Update docs about DP and DDP for CUDA (#35063)

zasdfgbnm · gchanan · commit 752c129fa184 · 2020-03-25T11:18:17.000-04:00
Summary: We should recommend DDP instead of DP. Hope we can also cherry-pick this for 1.5 Pull Request resolved: #35063 Differential Revision: D20549621 Pulled By: ngimel fbshipit-source-id: 86b1b2134664065cc6070ea4212895f993eaf543
diff --git a/docs/source/distributed.rst b/docs/source/distributed.rst
@@ -395,6 +395,8 @@ of 16
 .. autofunction:: all_gather_multigpu
 
 
+.. _distributed-launch:
+
 Launch utility
 --------------
 
diff --git a/docs/source/notes/cuda.rst b/docs/source/notes/cuda.rst
@@ -306,20 +306,30 @@ to overlap data transfers with computation.

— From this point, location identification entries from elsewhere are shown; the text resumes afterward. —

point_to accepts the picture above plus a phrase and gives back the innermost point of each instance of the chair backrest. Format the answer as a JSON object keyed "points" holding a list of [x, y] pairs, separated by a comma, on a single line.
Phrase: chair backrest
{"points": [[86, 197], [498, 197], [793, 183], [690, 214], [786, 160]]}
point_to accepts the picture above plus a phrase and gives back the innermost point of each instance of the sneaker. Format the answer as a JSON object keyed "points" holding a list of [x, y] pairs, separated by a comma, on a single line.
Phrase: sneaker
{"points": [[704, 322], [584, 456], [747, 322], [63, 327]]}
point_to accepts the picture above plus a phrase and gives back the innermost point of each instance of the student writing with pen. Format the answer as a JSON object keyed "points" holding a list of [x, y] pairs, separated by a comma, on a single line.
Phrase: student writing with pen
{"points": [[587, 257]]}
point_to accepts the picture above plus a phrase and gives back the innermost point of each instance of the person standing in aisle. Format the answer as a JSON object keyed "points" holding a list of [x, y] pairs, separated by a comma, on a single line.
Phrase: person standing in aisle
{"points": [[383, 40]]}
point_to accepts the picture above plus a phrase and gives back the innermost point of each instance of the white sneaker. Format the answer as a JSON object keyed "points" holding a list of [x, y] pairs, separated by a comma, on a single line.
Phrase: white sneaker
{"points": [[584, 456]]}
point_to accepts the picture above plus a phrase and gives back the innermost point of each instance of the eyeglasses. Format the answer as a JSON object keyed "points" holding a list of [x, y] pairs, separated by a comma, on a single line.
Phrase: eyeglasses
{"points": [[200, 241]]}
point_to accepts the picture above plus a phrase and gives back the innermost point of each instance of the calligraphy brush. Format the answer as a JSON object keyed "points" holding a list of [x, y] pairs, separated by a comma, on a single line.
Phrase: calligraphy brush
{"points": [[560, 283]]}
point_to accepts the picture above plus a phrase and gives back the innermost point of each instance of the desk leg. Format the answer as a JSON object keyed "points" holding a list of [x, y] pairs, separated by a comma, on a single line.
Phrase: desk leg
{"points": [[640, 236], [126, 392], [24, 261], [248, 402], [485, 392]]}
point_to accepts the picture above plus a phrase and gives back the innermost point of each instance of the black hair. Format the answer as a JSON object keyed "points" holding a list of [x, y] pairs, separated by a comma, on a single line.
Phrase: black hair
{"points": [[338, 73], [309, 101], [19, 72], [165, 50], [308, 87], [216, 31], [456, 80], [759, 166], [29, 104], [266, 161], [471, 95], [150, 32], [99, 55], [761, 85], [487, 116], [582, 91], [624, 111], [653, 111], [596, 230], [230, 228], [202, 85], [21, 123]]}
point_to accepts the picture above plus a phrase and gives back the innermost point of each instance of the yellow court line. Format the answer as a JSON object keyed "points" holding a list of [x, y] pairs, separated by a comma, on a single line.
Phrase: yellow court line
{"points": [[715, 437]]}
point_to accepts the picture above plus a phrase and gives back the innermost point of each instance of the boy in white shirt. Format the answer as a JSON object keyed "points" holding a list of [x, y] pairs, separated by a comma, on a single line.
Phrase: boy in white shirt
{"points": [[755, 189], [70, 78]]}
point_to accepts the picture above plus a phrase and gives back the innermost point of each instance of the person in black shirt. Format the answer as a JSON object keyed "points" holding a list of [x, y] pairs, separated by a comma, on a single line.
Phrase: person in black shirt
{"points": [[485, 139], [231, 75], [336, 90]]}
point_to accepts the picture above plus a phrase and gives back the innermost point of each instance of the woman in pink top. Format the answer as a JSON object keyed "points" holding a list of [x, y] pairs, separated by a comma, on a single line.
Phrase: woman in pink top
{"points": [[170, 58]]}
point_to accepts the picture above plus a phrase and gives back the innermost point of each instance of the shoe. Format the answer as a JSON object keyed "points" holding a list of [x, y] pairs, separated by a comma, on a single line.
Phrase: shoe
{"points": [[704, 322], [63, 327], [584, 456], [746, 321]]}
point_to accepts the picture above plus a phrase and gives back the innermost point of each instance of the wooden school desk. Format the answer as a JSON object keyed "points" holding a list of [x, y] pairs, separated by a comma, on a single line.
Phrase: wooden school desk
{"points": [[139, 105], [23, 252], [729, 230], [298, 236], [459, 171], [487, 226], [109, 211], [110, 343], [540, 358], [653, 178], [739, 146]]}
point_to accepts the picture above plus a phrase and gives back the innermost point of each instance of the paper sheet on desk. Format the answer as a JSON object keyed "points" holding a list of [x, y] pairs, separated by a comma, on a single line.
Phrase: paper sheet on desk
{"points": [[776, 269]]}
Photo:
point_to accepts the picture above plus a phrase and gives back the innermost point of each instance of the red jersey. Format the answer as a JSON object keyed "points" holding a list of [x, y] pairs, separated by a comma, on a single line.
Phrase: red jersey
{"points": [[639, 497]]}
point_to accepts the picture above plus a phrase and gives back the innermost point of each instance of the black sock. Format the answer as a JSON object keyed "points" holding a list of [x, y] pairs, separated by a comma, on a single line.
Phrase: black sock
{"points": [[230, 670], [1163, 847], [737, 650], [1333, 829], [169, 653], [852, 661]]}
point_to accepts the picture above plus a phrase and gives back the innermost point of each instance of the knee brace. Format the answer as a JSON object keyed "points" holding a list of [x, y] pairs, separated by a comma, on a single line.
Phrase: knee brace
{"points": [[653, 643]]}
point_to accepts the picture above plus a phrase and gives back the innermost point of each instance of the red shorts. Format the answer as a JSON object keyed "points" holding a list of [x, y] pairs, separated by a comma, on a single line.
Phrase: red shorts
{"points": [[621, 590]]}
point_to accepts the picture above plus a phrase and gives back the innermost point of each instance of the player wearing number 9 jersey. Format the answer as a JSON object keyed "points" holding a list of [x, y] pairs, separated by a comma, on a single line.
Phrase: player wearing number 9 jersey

 You can make the :class:`~torch.utils.data.DataLoader` return batches placed in
 pinned memory by passing ``pin_memory=True`` to its constructor.
 
-.. _cuda-nn-dataparallel-instead:
+.. _cuda-nn-ddp-instead:
 
-Use nn.DataParallel instead of multiprocessing
-^^^^^^^^^^^^^^^^^^^^^^^^^^^^^^^^^^^^^^^^^^^^^^
+Use nn.parallel.DistributedDataParallel instead of multiprocessing or nn.DataParallel
+^^^^^^^^^^^^^^^^^^^^^^^^^^^^^^^^^^^^^^^^^^^^^^^^^^^^^^^^^^^^^^^^^^^^^^^^^^^^^^^^^^^^^
 
 Most use cases involving batched inputs and multiple GPUs should default to
-using :class:`~torch.nn.DataParallel` to utilize more than one GPU. Even with
-the GIL, a single Python process can saturate multiple GPUs.
-
-As of version 0.1.9, large numbers of GPUs (8+) might not be fully utilized.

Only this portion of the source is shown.